"We have seven kids, it's been busy," said Jessica Astle.
Astle is the owner, operator, and the magic behind Black Canyon Gourmet Popcorn. How does she do it with a family of seven kids?
"It is a lot of work. I'm so lucky that it's flexible where we do mostly wholesale and not retail so I don't have to be at the shop at specific hours. I come here when my kids are at school and if they're sick I can stay home with them if I need to. They're usually watched by my mom or my mother-in-law on Mondays and Tuesdays so I can focus on work, but usually they're pretty good. If I need to work throughout the week I can bring them in and they'll make messes while I get work done," Astle said.
The popcorn company started in the early 1990s in Emmett and over the years changed hands and location to Kuna. Now, the Astle family is in charge, making all different flavors of popcorn. From classic kettle corn, to tutti fruitti, chocolate peanut butter, cinnamon toast, and huckleberry.
"My husband's really good at telling me, 'hey we should try this,' and then he'll come help me cook. A lot of times we don't have ingredients for certain things that he wants to try, so we'll run to the store and come back and try a batch and it fails, so we'll go back to the store and come back. It's usually an all day adventure and three or four batches that are messed up before we get to the right consistency or flavor that we like," Astle said.
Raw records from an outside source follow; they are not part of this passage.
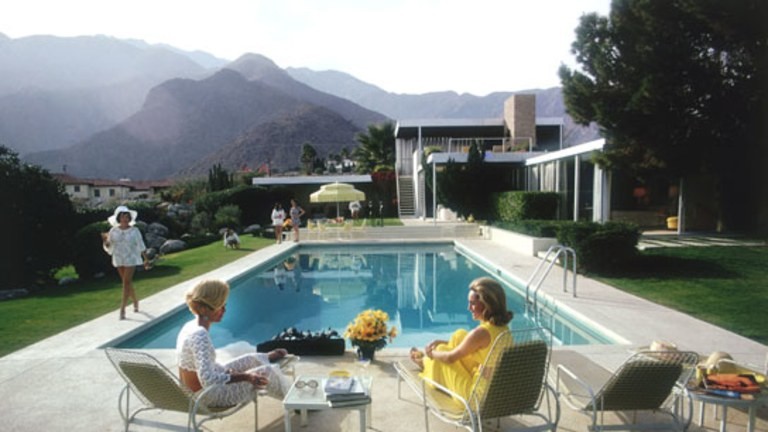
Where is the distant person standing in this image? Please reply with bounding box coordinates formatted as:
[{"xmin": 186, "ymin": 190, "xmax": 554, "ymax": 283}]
[
  {"xmin": 102, "ymin": 205, "xmax": 149, "ymax": 320},
  {"xmin": 349, "ymin": 200, "xmax": 361, "ymax": 220},
  {"xmin": 271, "ymin": 203, "xmax": 286, "ymax": 244},
  {"xmin": 289, "ymin": 199, "xmax": 305, "ymax": 242}
]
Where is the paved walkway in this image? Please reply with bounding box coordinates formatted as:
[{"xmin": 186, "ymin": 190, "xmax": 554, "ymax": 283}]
[
  {"xmin": 638, "ymin": 230, "xmax": 766, "ymax": 250},
  {"xmin": 0, "ymin": 222, "xmax": 766, "ymax": 431}
]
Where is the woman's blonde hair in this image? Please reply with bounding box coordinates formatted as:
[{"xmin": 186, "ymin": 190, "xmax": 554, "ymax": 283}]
[
  {"xmin": 186, "ymin": 280, "xmax": 229, "ymax": 315},
  {"xmin": 470, "ymin": 277, "xmax": 513, "ymax": 325}
]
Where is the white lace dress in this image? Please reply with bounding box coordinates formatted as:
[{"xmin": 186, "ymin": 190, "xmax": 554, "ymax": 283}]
[
  {"xmin": 103, "ymin": 226, "xmax": 145, "ymax": 267},
  {"xmin": 176, "ymin": 319, "xmax": 290, "ymax": 407}
]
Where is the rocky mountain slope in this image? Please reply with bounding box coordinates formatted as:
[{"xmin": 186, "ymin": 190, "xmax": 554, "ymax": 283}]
[
  {"xmin": 0, "ymin": 33, "xmax": 211, "ymax": 154},
  {"xmin": 25, "ymin": 65, "xmax": 381, "ymax": 180}
]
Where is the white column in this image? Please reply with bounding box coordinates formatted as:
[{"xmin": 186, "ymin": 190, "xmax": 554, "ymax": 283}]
[
  {"xmin": 573, "ymin": 156, "xmax": 580, "ymax": 221},
  {"xmin": 433, "ymin": 159, "xmax": 437, "ymax": 226}
]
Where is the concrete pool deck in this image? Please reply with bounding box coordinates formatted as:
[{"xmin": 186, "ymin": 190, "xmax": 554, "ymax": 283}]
[{"xmin": 1, "ymin": 223, "xmax": 766, "ymax": 431}]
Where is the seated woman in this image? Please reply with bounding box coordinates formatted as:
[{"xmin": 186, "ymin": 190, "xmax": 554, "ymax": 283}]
[
  {"xmin": 176, "ymin": 279, "xmax": 292, "ymax": 407},
  {"xmin": 222, "ymin": 228, "xmax": 240, "ymax": 249},
  {"xmin": 410, "ymin": 277, "xmax": 513, "ymax": 401}
]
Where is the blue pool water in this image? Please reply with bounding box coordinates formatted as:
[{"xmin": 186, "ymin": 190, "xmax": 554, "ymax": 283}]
[{"xmin": 115, "ymin": 243, "xmax": 614, "ymax": 350}]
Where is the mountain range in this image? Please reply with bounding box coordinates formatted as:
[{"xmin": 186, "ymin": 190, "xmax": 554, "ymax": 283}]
[{"xmin": 1, "ymin": 33, "xmax": 599, "ymax": 180}]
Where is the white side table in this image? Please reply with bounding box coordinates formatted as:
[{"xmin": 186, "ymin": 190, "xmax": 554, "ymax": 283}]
[
  {"xmin": 687, "ymin": 389, "xmax": 766, "ymax": 432},
  {"xmin": 282, "ymin": 375, "xmax": 372, "ymax": 432}
]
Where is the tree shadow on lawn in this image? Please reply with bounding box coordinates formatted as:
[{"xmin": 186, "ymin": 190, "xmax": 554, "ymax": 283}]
[{"xmin": 594, "ymin": 253, "xmax": 738, "ymax": 279}]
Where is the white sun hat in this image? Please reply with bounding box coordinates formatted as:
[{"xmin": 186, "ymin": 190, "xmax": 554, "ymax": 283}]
[{"xmin": 107, "ymin": 205, "xmax": 138, "ymax": 227}]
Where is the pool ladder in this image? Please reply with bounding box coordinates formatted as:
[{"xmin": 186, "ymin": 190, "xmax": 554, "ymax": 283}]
[{"xmin": 525, "ymin": 244, "xmax": 577, "ymax": 314}]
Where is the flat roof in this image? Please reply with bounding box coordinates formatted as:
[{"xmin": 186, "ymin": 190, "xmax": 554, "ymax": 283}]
[
  {"xmin": 525, "ymin": 139, "xmax": 605, "ymax": 166},
  {"xmin": 252, "ymin": 175, "xmax": 372, "ymax": 186},
  {"xmin": 395, "ymin": 117, "xmax": 563, "ymax": 140}
]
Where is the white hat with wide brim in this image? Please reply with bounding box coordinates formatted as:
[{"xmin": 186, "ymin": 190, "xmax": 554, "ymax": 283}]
[{"xmin": 107, "ymin": 205, "xmax": 138, "ymax": 227}]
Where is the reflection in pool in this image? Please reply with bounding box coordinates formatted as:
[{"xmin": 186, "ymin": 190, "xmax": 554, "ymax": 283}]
[{"xmin": 115, "ymin": 243, "xmax": 614, "ymax": 350}]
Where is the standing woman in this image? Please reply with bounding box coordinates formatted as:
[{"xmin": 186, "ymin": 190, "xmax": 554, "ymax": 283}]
[
  {"xmin": 289, "ymin": 199, "xmax": 306, "ymax": 243},
  {"xmin": 270, "ymin": 202, "xmax": 286, "ymax": 244},
  {"xmin": 102, "ymin": 205, "xmax": 149, "ymax": 320}
]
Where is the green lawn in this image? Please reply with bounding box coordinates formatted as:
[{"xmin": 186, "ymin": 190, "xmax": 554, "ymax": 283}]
[
  {"xmin": 595, "ymin": 246, "xmax": 768, "ymax": 345},
  {"xmin": 1, "ymin": 234, "xmax": 764, "ymax": 359},
  {"xmin": 0, "ymin": 235, "xmax": 274, "ymax": 358}
]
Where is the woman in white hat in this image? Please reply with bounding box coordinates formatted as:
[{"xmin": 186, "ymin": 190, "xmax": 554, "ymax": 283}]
[{"xmin": 101, "ymin": 205, "xmax": 149, "ymax": 320}]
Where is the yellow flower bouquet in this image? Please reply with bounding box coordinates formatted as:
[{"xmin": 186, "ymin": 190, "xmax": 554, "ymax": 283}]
[{"xmin": 343, "ymin": 309, "xmax": 397, "ymax": 356}]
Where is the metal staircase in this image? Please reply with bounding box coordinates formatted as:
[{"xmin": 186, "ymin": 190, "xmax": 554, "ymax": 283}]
[
  {"xmin": 397, "ymin": 176, "xmax": 415, "ymax": 217},
  {"xmin": 525, "ymin": 244, "xmax": 577, "ymax": 314}
]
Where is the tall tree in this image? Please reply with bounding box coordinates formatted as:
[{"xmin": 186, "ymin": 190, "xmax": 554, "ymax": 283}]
[
  {"xmin": 207, "ymin": 164, "xmax": 233, "ymax": 192},
  {"xmin": 353, "ymin": 122, "xmax": 396, "ymax": 174},
  {"xmin": 300, "ymin": 142, "xmax": 317, "ymax": 175},
  {"xmin": 559, "ymin": 0, "xmax": 768, "ymax": 233},
  {"xmin": 0, "ymin": 146, "xmax": 76, "ymax": 288}
]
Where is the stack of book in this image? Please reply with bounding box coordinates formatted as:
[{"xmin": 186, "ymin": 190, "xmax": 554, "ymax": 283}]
[{"xmin": 323, "ymin": 377, "xmax": 371, "ymax": 407}]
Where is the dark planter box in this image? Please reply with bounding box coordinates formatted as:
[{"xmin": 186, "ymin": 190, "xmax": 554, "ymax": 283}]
[{"xmin": 257, "ymin": 338, "xmax": 346, "ymax": 356}]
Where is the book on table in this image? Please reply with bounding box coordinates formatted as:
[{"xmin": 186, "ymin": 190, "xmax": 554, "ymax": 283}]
[{"xmin": 324, "ymin": 377, "xmax": 369, "ymax": 404}]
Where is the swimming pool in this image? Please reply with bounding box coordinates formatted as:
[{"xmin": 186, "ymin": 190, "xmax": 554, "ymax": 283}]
[{"xmin": 114, "ymin": 243, "xmax": 615, "ymax": 350}]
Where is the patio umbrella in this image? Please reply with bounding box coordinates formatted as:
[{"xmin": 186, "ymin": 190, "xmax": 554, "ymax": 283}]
[{"xmin": 309, "ymin": 182, "xmax": 366, "ymax": 218}]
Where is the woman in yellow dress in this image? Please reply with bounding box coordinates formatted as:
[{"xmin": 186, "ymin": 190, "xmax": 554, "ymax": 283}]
[{"xmin": 410, "ymin": 277, "xmax": 513, "ymax": 401}]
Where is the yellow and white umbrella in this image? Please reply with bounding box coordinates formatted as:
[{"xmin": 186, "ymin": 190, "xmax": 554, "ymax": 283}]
[{"xmin": 309, "ymin": 182, "xmax": 366, "ymax": 218}]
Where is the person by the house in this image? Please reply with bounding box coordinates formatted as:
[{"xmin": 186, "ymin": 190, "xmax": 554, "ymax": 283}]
[
  {"xmin": 270, "ymin": 202, "xmax": 286, "ymax": 244},
  {"xmin": 289, "ymin": 199, "xmax": 305, "ymax": 242},
  {"xmin": 349, "ymin": 200, "xmax": 361, "ymax": 220}
]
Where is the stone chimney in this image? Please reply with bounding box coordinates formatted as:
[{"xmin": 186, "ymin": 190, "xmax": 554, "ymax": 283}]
[{"xmin": 504, "ymin": 94, "xmax": 536, "ymax": 150}]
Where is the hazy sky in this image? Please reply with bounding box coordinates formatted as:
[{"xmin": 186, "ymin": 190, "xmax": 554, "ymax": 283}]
[{"xmin": 0, "ymin": 0, "xmax": 611, "ymax": 96}]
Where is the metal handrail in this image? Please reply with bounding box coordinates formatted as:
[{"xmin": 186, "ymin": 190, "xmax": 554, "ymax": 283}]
[{"xmin": 525, "ymin": 245, "xmax": 577, "ymax": 313}]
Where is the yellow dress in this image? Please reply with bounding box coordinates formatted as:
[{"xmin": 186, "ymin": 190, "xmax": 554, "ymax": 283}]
[{"xmin": 420, "ymin": 321, "xmax": 510, "ymax": 401}]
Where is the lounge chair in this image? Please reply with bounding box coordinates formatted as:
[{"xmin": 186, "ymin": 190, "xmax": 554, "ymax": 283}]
[
  {"xmin": 305, "ymin": 220, "xmax": 317, "ymax": 240},
  {"xmin": 353, "ymin": 218, "xmax": 368, "ymax": 238},
  {"xmin": 554, "ymin": 349, "xmax": 699, "ymax": 431},
  {"xmin": 105, "ymin": 348, "xmax": 298, "ymax": 432},
  {"xmin": 394, "ymin": 327, "xmax": 560, "ymax": 432}
]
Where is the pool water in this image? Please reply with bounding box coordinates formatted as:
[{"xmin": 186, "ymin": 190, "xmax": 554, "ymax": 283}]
[{"xmin": 115, "ymin": 243, "xmax": 614, "ymax": 350}]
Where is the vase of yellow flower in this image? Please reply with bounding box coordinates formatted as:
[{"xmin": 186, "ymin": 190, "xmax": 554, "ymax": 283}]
[{"xmin": 343, "ymin": 309, "xmax": 397, "ymax": 361}]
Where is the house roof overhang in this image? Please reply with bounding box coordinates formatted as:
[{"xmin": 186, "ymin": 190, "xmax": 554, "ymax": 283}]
[
  {"xmin": 395, "ymin": 118, "xmax": 505, "ymax": 140},
  {"xmin": 252, "ymin": 175, "xmax": 372, "ymax": 186},
  {"xmin": 525, "ymin": 139, "xmax": 606, "ymax": 166}
]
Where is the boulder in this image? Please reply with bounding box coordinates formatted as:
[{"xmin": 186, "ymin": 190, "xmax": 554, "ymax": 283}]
[
  {"xmin": 144, "ymin": 232, "xmax": 167, "ymax": 250},
  {"xmin": 243, "ymin": 224, "xmax": 262, "ymax": 235},
  {"xmin": 147, "ymin": 222, "xmax": 170, "ymax": 237},
  {"xmin": 160, "ymin": 239, "xmax": 186, "ymax": 255}
]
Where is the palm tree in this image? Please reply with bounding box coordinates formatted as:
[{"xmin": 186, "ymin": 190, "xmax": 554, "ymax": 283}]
[
  {"xmin": 352, "ymin": 122, "xmax": 396, "ymax": 174},
  {"xmin": 300, "ymin": 142, "xmax": 317, "ymax": 175}
]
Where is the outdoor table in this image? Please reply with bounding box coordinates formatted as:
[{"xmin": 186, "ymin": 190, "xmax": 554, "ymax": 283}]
[
  {"xmin": 282, "ymin": 375, "xmax": 372, "ymax": 432},
  {"xmin": 686, "ymin": 388, "xmax": 766, "ymax": 432}
]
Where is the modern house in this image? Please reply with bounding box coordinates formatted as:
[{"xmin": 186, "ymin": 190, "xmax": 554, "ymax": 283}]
[{"xmin": 394, "ymin": 94, "xmax": 680, "ymax": 229}]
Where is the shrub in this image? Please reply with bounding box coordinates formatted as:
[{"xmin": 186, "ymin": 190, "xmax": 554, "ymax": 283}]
[
  {"xmin": 1, "ymin": 146, "xmax": 77, "ymax": 288},
  {"xmin": 72, "ymin": 221, "xmax": 113, "ymax": 279},
  {"xmin": 556, "ymin": 221, "xmax": 640, "ymax": 274},
  {"xmin": 493, "ymin": 191, "xmax": 559, "ymax": 221},
  {"xmin": 214, "ymin": 204, "xmax": 242, "ymax": 230}
]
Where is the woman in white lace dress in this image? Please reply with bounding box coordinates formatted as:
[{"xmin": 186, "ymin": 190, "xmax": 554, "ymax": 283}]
[
  {"xmin": 176, "ymin": 279, "xmax": 292, "ymax": 407},
  {"xmin": 101, "ymin": 205, "xmax": 149, "ymax": 320}
]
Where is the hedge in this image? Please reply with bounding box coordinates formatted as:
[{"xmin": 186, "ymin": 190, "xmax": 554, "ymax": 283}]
[
  {"xmin": 493, "ymin": 191, "xmax": 559, "ymax": 221},
  {"xmin": 556, "ymin": 221, "xmax": 640, "ymax": 274}
]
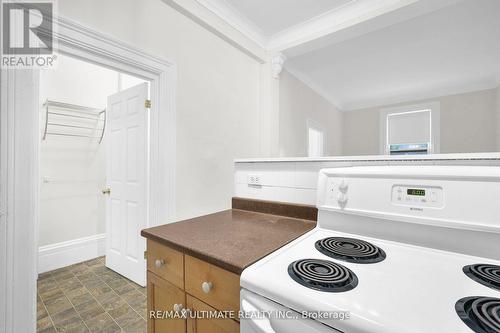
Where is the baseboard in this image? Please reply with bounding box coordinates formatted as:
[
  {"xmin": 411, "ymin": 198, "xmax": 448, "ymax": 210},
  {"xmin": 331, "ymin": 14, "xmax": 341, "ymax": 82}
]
[{"xmin": 38, "ymin": 234, "xmax": 106, "ymax": 274}]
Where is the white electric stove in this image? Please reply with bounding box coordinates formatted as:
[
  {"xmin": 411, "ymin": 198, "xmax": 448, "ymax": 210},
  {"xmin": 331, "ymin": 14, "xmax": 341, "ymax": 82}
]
[{"xmin": 240, "ymin": 166, "xmax": 500, "ymax": 333}]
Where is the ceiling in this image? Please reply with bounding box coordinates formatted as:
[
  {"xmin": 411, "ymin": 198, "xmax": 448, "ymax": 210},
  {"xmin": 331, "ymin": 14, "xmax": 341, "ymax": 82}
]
[
  {"xmin": 224, "ymin": 0, "xmax": 353, "ymax": 37},
  {"xmin": 286, "ymin": 0, "xmax": 500, "ymax": 111}
]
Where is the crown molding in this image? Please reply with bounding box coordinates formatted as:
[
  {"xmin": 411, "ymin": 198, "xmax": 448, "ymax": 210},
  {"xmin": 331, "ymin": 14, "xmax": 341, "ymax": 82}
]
[
  {"xmin": 195, "ymin": 0, "xmax": 268, "ymax": 48},
  {"xmin": 268, "ymin": 0, "xmax": 419, "ymax": 52},
  {"xmin": 193, "ymin": 0, "xmax": 422, "ymax": 54},
  {"xmin": 162, "ymin": 0, "xmax": 267, "ymax": 63}
]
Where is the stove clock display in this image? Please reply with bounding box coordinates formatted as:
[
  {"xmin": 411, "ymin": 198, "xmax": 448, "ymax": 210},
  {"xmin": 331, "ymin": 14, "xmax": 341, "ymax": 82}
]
[{"xmin": 407, "ymin": 188, "xmax": 425, "ymax": 196}]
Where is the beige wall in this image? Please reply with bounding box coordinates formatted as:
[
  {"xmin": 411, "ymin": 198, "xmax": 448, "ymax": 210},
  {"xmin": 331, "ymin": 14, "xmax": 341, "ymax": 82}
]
[
  {"xmin": 58, "ymin": 0, "xmax": 262, "ymax": 221},
  {"xmin": 342, "ymin": 88, "xmax": 498, "ymax": 155},
  {"xmin": 279, "ymin": 70, "xmax": 342, "ymax": 157}
]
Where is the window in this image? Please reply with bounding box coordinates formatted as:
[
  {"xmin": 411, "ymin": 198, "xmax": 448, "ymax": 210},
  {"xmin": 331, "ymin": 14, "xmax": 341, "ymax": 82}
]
[
  {"xmin": 379, "ymin": 102, "xmax": 440, "ymax": 155},
  {"xmin": 307, "ymin": 120, "xmax": 325, "ymax": 157}
]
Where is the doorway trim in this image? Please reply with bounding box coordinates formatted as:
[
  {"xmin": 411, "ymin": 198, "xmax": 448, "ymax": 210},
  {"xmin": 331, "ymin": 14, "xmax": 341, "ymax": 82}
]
[{"xmin": 0, "ymin": 15, "xmax": 176, "ymax": 333}]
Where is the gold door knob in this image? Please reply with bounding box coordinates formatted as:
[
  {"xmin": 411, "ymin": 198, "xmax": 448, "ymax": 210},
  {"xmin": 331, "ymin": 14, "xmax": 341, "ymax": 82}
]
[{"xmin": 102, "ymin": 188, "xmax": 111, "ymax": 195}]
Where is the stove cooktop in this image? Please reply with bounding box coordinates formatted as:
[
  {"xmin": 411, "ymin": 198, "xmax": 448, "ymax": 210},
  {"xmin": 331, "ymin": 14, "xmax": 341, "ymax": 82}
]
[
  {"xmin": 288, "ymin": 258, "xmax": 358, "ymax": 292},
  {"xmin": 456, "ymin": 296, "xmax": 500, "ymax": 333},
  {"xmin": 315, "ymin": 237, "xmax": 386, "ymax": 264},
  {"xmin": 241, "ymin": 228, "xmax": 500, "ymax": 333}
]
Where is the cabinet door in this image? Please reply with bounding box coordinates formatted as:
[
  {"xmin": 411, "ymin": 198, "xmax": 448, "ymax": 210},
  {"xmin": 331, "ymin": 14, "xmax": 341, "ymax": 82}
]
[
  {"xmin": 148, "ymin": 272, "xmax": 186, "ymax": 333},
  {"xmin": 186, "ymin": 295, "xmax": 239, "ymax": 333}
]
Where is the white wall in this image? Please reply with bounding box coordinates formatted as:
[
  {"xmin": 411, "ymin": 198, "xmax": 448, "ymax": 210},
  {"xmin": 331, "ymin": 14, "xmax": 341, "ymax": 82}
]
[
  {"xmin": 56, "ymin": 0, "xmax": 262, "ymax": 221},
  {"xmin": 342, "ymin": 88, "xmax": 498, "ymax": 155},
  {"xmin": 39, "ymin": 55, "xmax": 146, "ymax": 247},
  {"xmin": 279, "ymin": 70, "xmax": 342, "ymax": 157}
]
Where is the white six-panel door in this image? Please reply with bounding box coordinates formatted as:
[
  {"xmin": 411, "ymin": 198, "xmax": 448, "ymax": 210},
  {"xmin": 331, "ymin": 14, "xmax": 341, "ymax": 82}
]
[{"xmin": 105, "ymin": 83, "xmax": 148, "ymax": 286}]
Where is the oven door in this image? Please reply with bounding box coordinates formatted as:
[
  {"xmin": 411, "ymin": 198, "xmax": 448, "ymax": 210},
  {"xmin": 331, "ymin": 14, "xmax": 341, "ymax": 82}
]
[{"xmin": 240, "ymin": 289, "xmax": 341, "ymax": 333}]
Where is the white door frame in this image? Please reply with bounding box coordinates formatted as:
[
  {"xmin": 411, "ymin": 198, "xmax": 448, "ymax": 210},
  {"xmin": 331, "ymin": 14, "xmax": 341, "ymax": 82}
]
[{"xmin": 0, "ymin": 15, "xmax": 176, "ymax": 333}]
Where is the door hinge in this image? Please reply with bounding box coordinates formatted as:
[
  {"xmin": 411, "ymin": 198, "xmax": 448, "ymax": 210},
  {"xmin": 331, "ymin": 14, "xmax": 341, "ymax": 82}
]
[
  {"xmin": 145, "ymin": 99, "xmax": 151, "ymax": 108},
  {"xmin": 144, "ymin": 251, "xmax": 147, "ymax": 259}
]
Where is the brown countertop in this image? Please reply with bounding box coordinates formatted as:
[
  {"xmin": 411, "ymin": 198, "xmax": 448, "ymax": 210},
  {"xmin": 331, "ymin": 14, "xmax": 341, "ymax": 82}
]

From start to finish, the popping operation all takes place on Kuna's Main Street. Astle and her handful of employees spend three days a week, cooking and bagging up the popcorn before it's ready for delivery all over Idaho, Utah, and Nevada.
Astle still makes some of the local deliveries herself, right out of her pickup. And all those kids? They help out too.
"We buy our popcorn by the pallet. There are 50 50 pound bags on a pallet, and we don't have any kind of shipping dock in the back or anything. I go get it from the distributor in my pickup truck and I bring it back here about the time the kids are getting out of school. Then it's an assembly line of bringing bags in off the truck. They really don't like that part of the popcorn stuff," Astle said.